While I was visiting Marie in hospice, she drifted in and out. People drifted in and out, too. Marie had a large extended family, and a ton of friends. (Her particular genius was the gift of friendship.)

I was wearing a pink challis scarf, and Marie said, "You've had that scarf a long time."

"You're right," I told her. "Maybe ten years. Fifteen maybe."

"No," she insisted. "Longer."

When I left, late afternoon, I kissed her goodbye and told her that I loved her. That our friendship had been one of the best things in my life. When I left, she was wearing the pink challis scarf draped over her shoulders.

That night she was put under palliative sedation. No visitors, other than her husband, her kids, and her sister.

That night, when I got home, I noticed the picture taken at my mother's 65th birthday party, in 1984. I was wearing the scarf. Damned if I hadn't had the scarf for at least 30 years. Damned if Marie wasn't right.

On the day Marie died, I spoke with another friend from high school.

Kim had been into see Marie on that Saturday, too. An hour or so after I left. She told me that Marie had asked Kim if she (Kim) thought she (Marie) would be well enough to go with me to Ireland to bring some of Jim's ashes there.

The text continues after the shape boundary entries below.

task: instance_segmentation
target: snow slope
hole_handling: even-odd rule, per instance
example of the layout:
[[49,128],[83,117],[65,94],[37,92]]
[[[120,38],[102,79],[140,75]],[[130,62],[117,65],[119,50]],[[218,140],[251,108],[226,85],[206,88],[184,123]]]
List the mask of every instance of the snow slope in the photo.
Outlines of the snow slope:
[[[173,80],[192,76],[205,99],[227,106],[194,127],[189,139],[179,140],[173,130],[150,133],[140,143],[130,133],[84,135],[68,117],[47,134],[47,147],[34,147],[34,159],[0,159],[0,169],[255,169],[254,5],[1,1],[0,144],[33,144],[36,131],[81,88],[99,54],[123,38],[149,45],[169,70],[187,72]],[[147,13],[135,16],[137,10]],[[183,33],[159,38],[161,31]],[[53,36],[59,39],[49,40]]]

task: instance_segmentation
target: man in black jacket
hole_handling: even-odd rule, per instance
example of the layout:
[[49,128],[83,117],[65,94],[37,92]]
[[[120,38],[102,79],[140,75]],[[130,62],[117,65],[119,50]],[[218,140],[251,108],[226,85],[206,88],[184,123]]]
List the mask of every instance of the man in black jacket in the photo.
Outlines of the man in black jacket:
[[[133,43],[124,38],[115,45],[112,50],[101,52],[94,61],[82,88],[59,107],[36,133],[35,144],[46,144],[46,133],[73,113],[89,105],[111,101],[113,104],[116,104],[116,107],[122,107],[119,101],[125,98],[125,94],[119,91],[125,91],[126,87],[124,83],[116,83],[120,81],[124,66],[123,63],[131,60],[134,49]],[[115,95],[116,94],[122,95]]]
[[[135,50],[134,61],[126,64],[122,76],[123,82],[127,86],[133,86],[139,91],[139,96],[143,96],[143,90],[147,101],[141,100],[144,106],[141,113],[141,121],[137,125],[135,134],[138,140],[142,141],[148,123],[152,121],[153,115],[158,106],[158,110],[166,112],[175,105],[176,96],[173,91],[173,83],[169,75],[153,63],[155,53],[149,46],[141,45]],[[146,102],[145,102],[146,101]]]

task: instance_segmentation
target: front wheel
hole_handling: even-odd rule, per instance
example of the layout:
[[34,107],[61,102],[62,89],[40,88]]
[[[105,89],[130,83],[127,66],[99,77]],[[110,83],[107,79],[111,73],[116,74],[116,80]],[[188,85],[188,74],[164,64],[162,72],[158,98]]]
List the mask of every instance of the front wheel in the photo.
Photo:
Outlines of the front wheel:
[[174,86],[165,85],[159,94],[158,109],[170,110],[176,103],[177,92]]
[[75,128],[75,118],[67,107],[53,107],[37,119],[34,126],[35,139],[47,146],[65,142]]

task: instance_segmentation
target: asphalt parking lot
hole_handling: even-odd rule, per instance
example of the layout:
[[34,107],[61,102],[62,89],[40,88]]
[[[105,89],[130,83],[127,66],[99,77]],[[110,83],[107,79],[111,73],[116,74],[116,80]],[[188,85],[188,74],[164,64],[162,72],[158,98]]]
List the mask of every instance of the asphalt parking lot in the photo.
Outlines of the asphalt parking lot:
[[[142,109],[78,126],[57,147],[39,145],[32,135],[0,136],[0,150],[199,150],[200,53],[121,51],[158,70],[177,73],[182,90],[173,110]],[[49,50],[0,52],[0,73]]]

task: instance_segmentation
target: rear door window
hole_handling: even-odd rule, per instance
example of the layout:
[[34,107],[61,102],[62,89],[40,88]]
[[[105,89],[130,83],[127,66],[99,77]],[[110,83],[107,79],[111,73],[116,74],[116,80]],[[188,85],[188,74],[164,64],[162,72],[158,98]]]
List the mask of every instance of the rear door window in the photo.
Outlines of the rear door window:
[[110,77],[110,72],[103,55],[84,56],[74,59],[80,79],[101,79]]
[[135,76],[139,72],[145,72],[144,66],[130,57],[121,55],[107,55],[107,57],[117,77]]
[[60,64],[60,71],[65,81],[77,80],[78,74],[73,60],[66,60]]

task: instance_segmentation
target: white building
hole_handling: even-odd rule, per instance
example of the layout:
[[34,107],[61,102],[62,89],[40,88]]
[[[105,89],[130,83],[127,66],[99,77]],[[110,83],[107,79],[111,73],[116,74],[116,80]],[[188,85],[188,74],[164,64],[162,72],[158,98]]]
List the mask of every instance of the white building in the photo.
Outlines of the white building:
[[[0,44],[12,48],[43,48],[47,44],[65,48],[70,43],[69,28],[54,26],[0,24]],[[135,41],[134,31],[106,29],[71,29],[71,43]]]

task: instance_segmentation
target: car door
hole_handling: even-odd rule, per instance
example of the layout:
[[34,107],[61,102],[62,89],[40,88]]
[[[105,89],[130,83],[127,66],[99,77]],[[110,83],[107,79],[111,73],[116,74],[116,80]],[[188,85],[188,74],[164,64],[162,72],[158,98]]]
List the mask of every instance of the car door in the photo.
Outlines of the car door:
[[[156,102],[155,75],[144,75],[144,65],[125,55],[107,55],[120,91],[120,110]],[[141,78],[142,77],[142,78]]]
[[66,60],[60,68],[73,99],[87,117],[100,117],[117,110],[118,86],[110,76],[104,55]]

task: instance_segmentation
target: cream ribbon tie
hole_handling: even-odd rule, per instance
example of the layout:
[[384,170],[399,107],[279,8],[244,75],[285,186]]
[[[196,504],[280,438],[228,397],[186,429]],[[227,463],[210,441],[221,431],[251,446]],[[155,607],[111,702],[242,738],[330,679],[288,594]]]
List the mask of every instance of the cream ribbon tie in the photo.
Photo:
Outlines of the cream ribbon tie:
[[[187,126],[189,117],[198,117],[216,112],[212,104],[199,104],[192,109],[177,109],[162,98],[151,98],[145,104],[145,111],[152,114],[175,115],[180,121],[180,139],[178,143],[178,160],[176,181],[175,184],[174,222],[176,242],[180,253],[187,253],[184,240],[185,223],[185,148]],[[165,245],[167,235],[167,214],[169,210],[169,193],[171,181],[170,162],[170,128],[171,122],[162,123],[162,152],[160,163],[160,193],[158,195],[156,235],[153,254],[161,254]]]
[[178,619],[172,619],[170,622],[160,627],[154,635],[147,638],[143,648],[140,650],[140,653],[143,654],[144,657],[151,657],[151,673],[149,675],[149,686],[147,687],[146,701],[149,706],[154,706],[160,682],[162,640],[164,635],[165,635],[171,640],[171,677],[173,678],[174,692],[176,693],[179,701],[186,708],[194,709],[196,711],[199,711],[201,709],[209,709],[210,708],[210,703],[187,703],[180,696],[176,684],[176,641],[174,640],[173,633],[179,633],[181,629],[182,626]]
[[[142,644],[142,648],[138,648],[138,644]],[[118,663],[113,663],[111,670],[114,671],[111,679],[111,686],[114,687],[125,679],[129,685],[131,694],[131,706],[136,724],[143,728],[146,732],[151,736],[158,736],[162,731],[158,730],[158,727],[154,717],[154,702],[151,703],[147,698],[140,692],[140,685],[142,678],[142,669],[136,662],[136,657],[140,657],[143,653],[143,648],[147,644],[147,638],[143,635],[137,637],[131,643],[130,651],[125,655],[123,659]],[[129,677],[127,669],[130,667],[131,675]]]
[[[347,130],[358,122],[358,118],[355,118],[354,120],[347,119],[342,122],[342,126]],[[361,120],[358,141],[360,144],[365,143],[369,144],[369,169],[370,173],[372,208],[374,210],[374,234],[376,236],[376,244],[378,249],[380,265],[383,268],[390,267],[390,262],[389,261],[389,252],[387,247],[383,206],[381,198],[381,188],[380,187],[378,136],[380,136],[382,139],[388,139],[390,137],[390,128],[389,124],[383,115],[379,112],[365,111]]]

What do you make of a friend who, on her death bed, is worried about whether she's going to be able to help take care of you?

I was most fortunate to call Marie a friend. Most fortunate for her to call me one, too. 

I miss her. I always will.

When I'm watching the Home Opener this afternoon, I'll be wearing the pink challis scarf, which Marie's daughter returned to me - dry-cleaned: definitely her mother's daughter - on the day of her funeral. I'll be wearing the pink challis scart, and I'll be thinking of Marie. 

1 comment:

  1. valerie10:27 AM

    You made me miss sweet Marie today. You are a blessing.